A lot of things are on the list of things cool, hip, progressive, or intelligent people must feel obliged to dismiss and/or dislike. Obviously among those things would be McCartney, Star Wars (for some), and Disney. Of course, these are three of my favorite things, and I consider myself cool, hip, progressive and intelligent as well… so what does any of this mean? And what does it mean that all through the ’60’s and through the ’80’s much of the music of the past was dismissed as “middle of the road,” but is now considered hip? In other words a lot of this is merely fashionable and random, and usually based on utterly specious trendy thinking. So what’s to be done? For me it means spending some time trying to share my very different point of view in an effort to offer an alternative to the established dogma among the intellectuals of the time. Again and again I find that the root of the problem is often not so much about the politics of a particular artist, it’s more of a reactionary cynicism coming from people who are threatened by both popularity and beauty. I see it as a clash of world-views between that of the romantic (such as myself, McCartney, etc.) and the cynics (critics, hardcore subculturalists and such).
“Everyone in the world will come to these gates. Why? Because they want to look at the world of the future. They want to see how to make better human beings. That’s what the whole thing is about. The cynics are already here and they’re terrifying one another. What Disney is doing is showing the world that there are alternative ways to do things that can make us all happy. If we can borrow some of the concepts of Disneyland and Disney World and Epcot, then indeed the world can be a better place.”
When it comes to Disney, and by that I mean both Walt the man and Disney the evil empire, there are good reasons to recoil against them, but better reasons not to. Dismissing Disney with broad brushstrokes is something people do when they are fixed on some sort of reactionary punk purity, and purity in such things is nothing more than another form of dogma. People, no matter how different or progressive they may be, seem to need dogma… I know I do, but Disney dismissing is not a dogma that suits any artist well.
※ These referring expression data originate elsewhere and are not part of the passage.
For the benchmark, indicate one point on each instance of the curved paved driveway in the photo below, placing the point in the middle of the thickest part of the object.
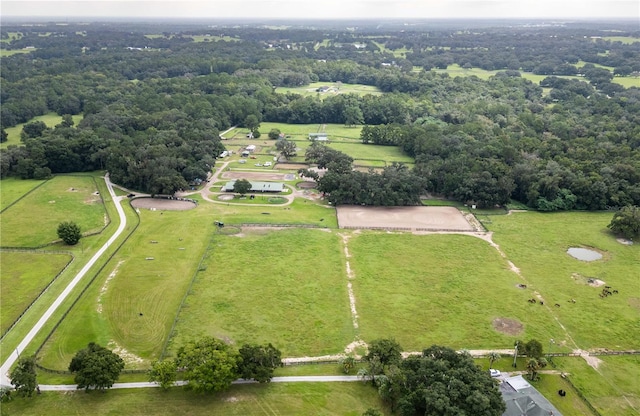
(6, 366)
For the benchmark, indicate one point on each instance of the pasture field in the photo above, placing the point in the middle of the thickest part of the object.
(287, 287)
(348, 399)
(537, 243)
(34, 219)
(301, 211)
(12, 189)
(131, 304)
(371, 152)
(50, 119)
(613, 388)
(439, 289)
(334, 89)
(24, 275)
(624, 39)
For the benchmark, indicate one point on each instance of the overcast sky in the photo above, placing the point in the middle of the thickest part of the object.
(323, 9)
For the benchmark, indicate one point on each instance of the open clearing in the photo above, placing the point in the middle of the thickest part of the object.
(403, 218)
(263, 399)
(537, 243)
(34, 219)
(12, 189)
(24, 275)
(286, 287)
(133, 302)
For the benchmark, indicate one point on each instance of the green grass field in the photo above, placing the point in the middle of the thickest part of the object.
(336, 132)
(348, 399)
(143, 278)
(286, 287)
(456, 71)
(50, 119)
(624, 39)
(537, 243)
(372, 152)
(12, 189)
(334, 88)
(439, 289)
(24, 275)
(34, 220)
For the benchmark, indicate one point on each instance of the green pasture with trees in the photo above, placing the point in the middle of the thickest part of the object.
(301, 287)
(13, 189)
(284, 398)
(24, 276)
(33, 221)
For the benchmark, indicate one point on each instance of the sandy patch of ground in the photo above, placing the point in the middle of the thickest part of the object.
(291, 166)
(507, 326)
(127, 357)
(163, 204)
(591, 281)
(403, 218)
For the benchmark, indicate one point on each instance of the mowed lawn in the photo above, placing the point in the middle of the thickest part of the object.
(537, 244)
(348, 399)
(12, 189)
(287, 287)
(33, 221)
(24, 276)
(133, 302)
(301, 211)
(613, 388)
(362, 152)
(439, 289)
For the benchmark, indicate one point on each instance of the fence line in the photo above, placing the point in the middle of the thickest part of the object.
(582, 397)
(86, 287)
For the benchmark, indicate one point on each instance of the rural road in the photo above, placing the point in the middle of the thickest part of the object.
(6, 366)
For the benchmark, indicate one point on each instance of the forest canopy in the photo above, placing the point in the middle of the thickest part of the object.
(153, 106)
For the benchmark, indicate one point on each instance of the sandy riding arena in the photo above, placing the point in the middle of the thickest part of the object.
(163, 204)
(403, 218)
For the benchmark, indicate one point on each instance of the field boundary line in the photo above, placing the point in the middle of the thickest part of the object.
(89, 283)
(176, 318)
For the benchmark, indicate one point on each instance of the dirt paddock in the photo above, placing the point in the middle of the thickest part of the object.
(162, 204)
(403, 218)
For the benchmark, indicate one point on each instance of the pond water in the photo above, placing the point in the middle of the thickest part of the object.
(584, 254)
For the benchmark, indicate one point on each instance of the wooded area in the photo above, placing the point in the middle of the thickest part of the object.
(153, 106)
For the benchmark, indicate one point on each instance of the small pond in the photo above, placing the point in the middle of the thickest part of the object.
(584, 254)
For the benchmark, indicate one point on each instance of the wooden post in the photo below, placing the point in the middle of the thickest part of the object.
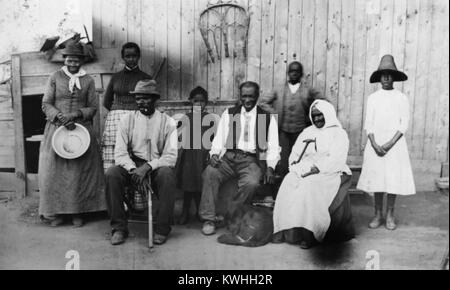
(20, 164)
(149, 198)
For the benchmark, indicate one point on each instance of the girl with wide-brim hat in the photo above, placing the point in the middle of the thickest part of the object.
(386, 167)
(70, 187)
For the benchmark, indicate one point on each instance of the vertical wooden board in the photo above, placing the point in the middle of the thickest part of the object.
(346, 63)
(227, 63)
(294, 31)
(240, 51)
(333, 50)
(200, 52)
(97, 23)
(134, 21)
(214, 68)
(20, 164)
(254, 41)
(187, 47)
(120, 23)
(281, 42)
(108, 19)
(435, 143)
(373, 10)
(320, 45)
(267, 45)
(386, 33)
(410, 61)
(161, 39)
(307, 38)
(174, 50)
(442, 128)
(356, 130)
(148, 37)
(399, 35)
(421, 89)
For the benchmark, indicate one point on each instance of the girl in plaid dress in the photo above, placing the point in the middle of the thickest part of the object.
(118, 100)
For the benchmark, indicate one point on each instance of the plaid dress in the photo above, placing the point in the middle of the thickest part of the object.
(119, 102)
(109, 137)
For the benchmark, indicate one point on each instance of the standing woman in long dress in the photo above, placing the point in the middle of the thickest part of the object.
(69, 188)
(386, 167)
(118, 100)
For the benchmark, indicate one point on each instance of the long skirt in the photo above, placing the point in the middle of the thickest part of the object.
(70, 186)
(109, 137)
(304, 203)
(341, 227)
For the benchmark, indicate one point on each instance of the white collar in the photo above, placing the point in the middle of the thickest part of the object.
(294, 88)
(251, 113)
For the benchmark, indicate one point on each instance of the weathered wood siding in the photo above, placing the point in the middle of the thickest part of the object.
(339, 42)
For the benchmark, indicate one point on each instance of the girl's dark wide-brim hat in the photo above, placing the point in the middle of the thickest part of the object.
(74, 50)
(387, 64)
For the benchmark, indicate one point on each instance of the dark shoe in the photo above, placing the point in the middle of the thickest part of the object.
(184, 219)
(77, 221)
(118, 238)
(209, 228)
(390, 222)
(57, 222)
(376, 221)
(305, 245)
(278, 238)
(159, 239)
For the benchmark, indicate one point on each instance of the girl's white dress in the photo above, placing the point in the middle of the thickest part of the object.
(387, 113)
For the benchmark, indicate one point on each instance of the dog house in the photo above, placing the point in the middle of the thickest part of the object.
(30, 72)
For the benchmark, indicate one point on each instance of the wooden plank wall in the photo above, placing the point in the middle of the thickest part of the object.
(339, 42)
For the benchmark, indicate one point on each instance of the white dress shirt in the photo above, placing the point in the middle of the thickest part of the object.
(147, 128)
(294, 88)
(273, 148)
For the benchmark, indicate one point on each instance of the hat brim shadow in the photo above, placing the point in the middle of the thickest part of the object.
(397, 76)
(145, 93)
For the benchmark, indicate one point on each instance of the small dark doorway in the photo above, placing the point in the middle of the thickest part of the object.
(33, 130)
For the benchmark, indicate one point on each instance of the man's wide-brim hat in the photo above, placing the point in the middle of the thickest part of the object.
(387, 64)
(71, 144)
(146, 87)
(74, 50)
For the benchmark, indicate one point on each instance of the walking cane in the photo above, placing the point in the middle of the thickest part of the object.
(149, 198)
(307, 141)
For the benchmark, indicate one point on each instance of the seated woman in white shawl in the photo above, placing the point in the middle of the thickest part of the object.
(304, 197)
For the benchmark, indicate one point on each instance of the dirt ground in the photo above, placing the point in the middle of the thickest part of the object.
(419, 242)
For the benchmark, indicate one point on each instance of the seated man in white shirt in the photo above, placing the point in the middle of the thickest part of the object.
(145, 152)
(246, 147)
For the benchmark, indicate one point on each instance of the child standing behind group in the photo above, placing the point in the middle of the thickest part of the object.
(386, 167)
(194, 153)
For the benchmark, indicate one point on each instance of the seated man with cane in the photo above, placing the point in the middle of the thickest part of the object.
(304, 212)
(245, 146)
(145, 155)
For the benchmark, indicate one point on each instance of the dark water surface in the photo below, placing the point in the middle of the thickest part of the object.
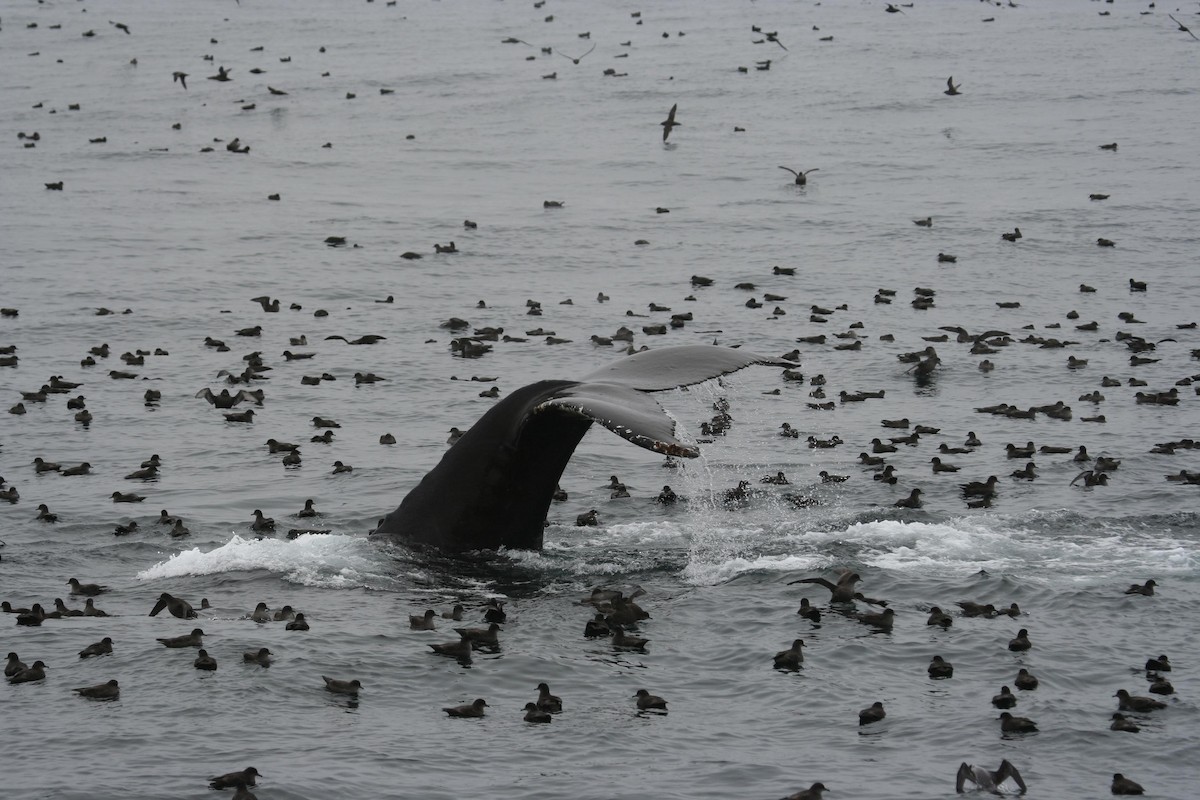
(184, 239)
When we dismiss Disney we throw the baby away with the bath water. It is important to keep in mind that no matter how we may feel about Walt’s politics, the villainy of the Disney corporation, the princess fetishization, and the arguable cuteness of small portions of it… those elements are only aspects of a much larger and much more complicated entity. To throw away Disney is to throw away hundreds of moments of beauty as well as powerfully rendered darkness. It is to throw away the work of hundreds of brilliant artists, and the love child of a visionary. To dismiss Disney is to dismiss one of the most inspired visionaries of 20th century art and culture–and you don’t even have to like Walt to see that this is so.
There are numerous examples of the spectacular artists and artistry that has come from the Disney studios, and I’ll talk about a few of them now. Let’s start with simple character animation. Yes, it may be true that Warner Brothers cartoons are “funnier” (though I would argue that the Disney cartoons are quite funny, too, it’s just a different kind of funny–less smart-assy), but the one thing the Disney cartoons win hands down for is character animation. That lovely still of Goofy is from the classic “Lonesome Ghosts” short (as is the masterful haunted house at the top of this post). While “Lonesome Ghosts” is not only a brilliant moody cartoon, one that I used to daydream about as a child, it not only features some classic timing and comedy, beautiful backgrounds and design, the character animation, especially where Goofy was concerned, is some of the best… the very best. The cartooning itself, the design of every character, is appealing and exquisitely drawn throughout. The accompanying still is from “Mr. Duck Steps Out” which features one of many examples of perfect character animation. While I could not find an exemplary still of Donald dancing, the scenes of Donald dancing in that cartoon leave me laughing and jaw-dropped… it is so brilliantly animated, so well observed, so beautifully cartooned and tastefully exaggerated. I could of course go on and on in this vein, but let’s consider another side of that same coin.
The same could be said to be true of the character animation in Sleeping Beauty, though the mood, spirit, tone, and even the animation itself is wildly different, the character animation is no less astounding, and certainly no less worthy of study.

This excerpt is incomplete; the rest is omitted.